Nous voulons prendre notre place dans une dynamique internationale. Aujourd’hui, tous les défis importants ont une dimension internationale, telle que la crise financière, la crise migratoire, la crise écologique, les conflits sociaux, les inégalités croissantes, la violence, etc. Il s’agit d’un autre aspect de notre repositionnement stratégique dans une approche multi-acteurs avec différents mouvements représentatifs de la société : mouvements de femmes, d’aînées, de jeunes, d’économie sociales, etc. Au lieu de soutenir et maintenir des liens uniquement avec des partenaires bilatéraux, nous développons des programmes dans lesquels nos partenaires sont connectés entre eux et avec d’autres acteurs de la société dans un réseau régional, national et international, sur la thématique de la protection sociale et du travail récent. Nous agissons comme facilitateurs de ces réseaux. L’idée est de soutenir nos partenaires pour qu’ils renforcent la place de la société civile dans leur pays et permettent ainsi à dette dernière d’avoir du poids dans les réformes portées par les gouvernements et par les acteurs sociaux. De les faire reconnaitre comme acteurs pour qu’ils puissent construire aussi des solutions structurelles aux problèmes d’exclusion et construire une société de droit. Une société durable et inclusive. Nous sommes convaincus que la société civile doit impérativement s’organiser pour construire un contre-pouvoir fort dans le triangle des forces qui aujourd’hui construisent les sociétés : État, acteurs économiques et société civile. On constate en effet que là où les acteurs de la société civile sont reconnus et peuvent prendre une place, les sociétés sont plus équilibrées. Par contre, là où ils sont écartés et poursuivis, la situation se détériore clairement. En Mauritanie par exemple, on a pourchassé les syndicats. Résultat aujourd’hui, l’esclavagisme y est de retour.

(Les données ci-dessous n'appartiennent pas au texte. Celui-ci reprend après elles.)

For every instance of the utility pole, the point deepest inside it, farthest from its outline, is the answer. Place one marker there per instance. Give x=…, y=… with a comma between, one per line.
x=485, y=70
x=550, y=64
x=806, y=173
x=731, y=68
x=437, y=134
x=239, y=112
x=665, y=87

De quelle manière la réforme initiée en 2015 par le ministre de la Coopération Alexander De Croo influence-t-elle le repositionnement des ONG ?
En matière de coopération, on voit clairement l’orientation libérale dans la ligne définie par ce cabinet. L’État cherche à faire des économies budgétaires et se tourne alors vers le secteur privé en espérant qu’il pourra résoudre lui-même les problèmes sociétaux. Il essaie d’impliquer les entreprises dans la coopération et d’y diminuer le rôle et la place des organisations sociales. C’est une vision que nous combattons. Nous sommes persuadés qu’il n’y aura pas de développement durable et social sans une implication forte des forces sociales. Partout dans tout le monde, le constat est le même : on tente de mettre la société civile au pied du mur. Le secteur de la coopération n’y échappe pas. Et c’est notamment pour cette raison que nous développons cette stratégie de renforcement des organisations sociales par leur mise en réseau. Résister aux tentatives d’affaiblissement et de dénigrement des forces sociales est un combat de tous les jours et un combat international. Nous avons d’ailleurs formé un réseau thématique sur le droit à la protection sociale et au travail décent avec neuf organisations représentatives dans le secteur 2 pour mieux nous défendre dans un environnement fortement libéral dans son approche et qui peut menacer notre liberté de nous organiser avec nos stratégies propres. #
1. WSM, Changeons la donne, une introduction, Bruxelles, octobre 2019.
2. Plateforme de Coordination Travail Décent : WSM, IEOI (CSC), ANMC, MSI (CGSLB), Fos, SolSoc, IFSI (FGTB), Solidaris-Socialitische Mutualiteiten, Oxfam-Solidarité.